Land Registration Act 1925
- Parliament of the United Kingdom
- Long title: An Act to consolidate the Land Transfer Acts and the statute law relating to registered land.
- Citation: 15 & 16 Geo. 5. c. 21
- Territorial extent: England and Wales

Dates
- Royal assent: 9 April 1925
- Commencement: 1 January 1926
- Repealed: 13 October 2003
- Amends: See § Repealed enactments
- Repeals/revokes: See § Repealed enactments
- Amended by: Solicitors Act 1932; Land Registration Act 1936; Tithe Act 1936; Solicitors, Public Notaries, &c. Act 1949; Administration of Justice Act 1956; Mental Health Act 1959; Crown Estate Act 1961; Administration of Justice Act 1965; Land Registration Act 1966; Courts Act 1971; Administration of Justice Act 1977; Statute Law (Repeals) Act 1986; Drug Trafficking Offences Act 1986; Landlord and Tenant Act 1987; Diplomatic and Consular Premises Act 1987; Land Registration Act 1988; Coal Industry Act 1994; Drug Trafficking Act 1994; Landlord and Tenant (Covenants) Act 1995; Trusts of Land and Appointment of Trustees Act 1996; Commonhold and Leasehold Reform Act 2002;
- Repealed by: Land Registration Act 2002
- Relates to: Housing Act 1925; Housing (Scotland) Act 1925; Town Planning Act 1925; Town Planning (Scotland) Act 1925; Settled Land Act 1925; Trustee Act 1925; Law of Property Act 1925; Land Charges Act 1925; Administration of Estates Act 1925; Universities and College Estates Act 1925; Supreme Court of Judicature (Consolidation) Act 1925; Workmen's Compensation Act 1925;

Status: Repealed

Text of statute as originally enacted

Revised text of statute as amended

= Land Registration Act 1925 =

Act of the Parliament of the United Kingdom

The Land Registration Act 1925 (15 & 16 Geo. 5. c. 21) was an act of the Parliament of the United Kingdom that codified, prioritised, and extended the system of land registration in England and Wales. It has largely been repealed, and updated in the Land Registration Act 2002.

== Background ==
After the Land Registry Act 1862 (25 & 26 Vict. c. 53) and further attempts in 1875 and 1897 failed, as they either tried to register everything or largely relied on voluntary registration, the 1925 act was drafted to ensure a more complete, but progressive system.
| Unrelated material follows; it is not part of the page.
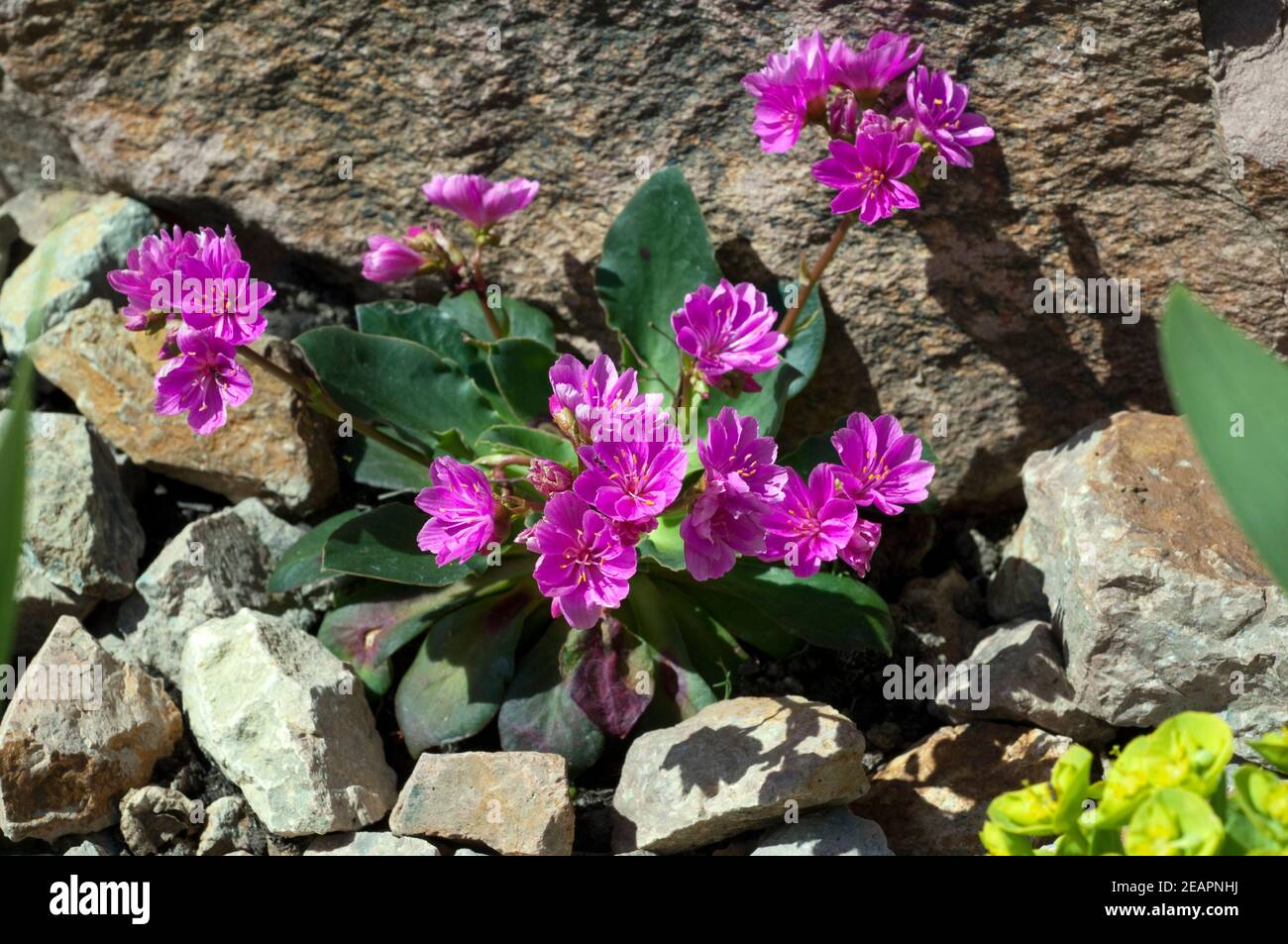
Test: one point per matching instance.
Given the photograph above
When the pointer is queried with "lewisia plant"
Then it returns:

The Land Registration Act 1925 was passed along with a package of reforms of the land and settlement system, including the Law of Property Act 1925 (15 & 16 Geo. 5. c. 20), the Trustee Act 1925 (15 & 16 Geo. 5. c. 19), the Settled Land Act 1925 (15 & 16 Geo. 5. c. 18) and the Land Charges Act 1925 (15 & 16 Geo. 5. c. 22). The act was amended by the Land Registration Act 1936 (26 Geo. 5 & 1 Edw. 8. c. 26).

The subsequent Commons Registration Act 1965 made reference to the Land Registration Acts 1925 and 1936.

== Provisions ==
The basic premise of the act was that interests in registered land had to be registered in order to bind future purchasers of the property. One of the most important provisions was that if someone had not registered the interests listed in section 70, these would nevertheless "override" the rights of a future purchaser. In particular, under section 70(1)(g), a person who had an equitable interest under a trust, and who was in actual occupation of the home, would be able to claim an overriding interest. The occupant would have priority over future purchases without his consent, as if his interest had been in fact registered.

=== Repealed enactments ===
Section 147(1) of the act repealed 6 enactments, listed in the schedule to the act.

| Citation | Short title | Extent of repeal |
|---|---|---|
| 38 & 39 Vict. c. 87 | Land Transfer Act 1875 | The whole act. |
| 49 & 50 Vict. c. 1 | Land Registry Act 1886 | The whole act. |
| 60 & 61 Vict. c. 65 | Land Transfer Act 1897 | The whole act except Part I. thereof. |
| 8 Edw. 7. c. 36 | Small Holdings and Allotments Act 1908 | Subsection (4) of section twelve, from " and thereupon " to " Land Transfer Acts, 1875 to 1897," and section thirteen. |
| 12 & 13 Geo. 5. c. 16 | Law of Property Act 1922 | Subsections (8) and (10) of section one hundred and fifty-eight; subsection (8) of section one hundred and sixty; Part X.; section seven of Part I. of the First Schedule, and the Sixteenth Schedule. |
| 15 Geo. 5. c. 5 | Law of Property (Amendment) Act 1924 | Section eight and the Eighth Schedule. |

== Subsequent developments ==
The whole act was repealed by section 135 of, and schedule 13 to, the Land Registration Act 2002, which came into force on 13 October 2003.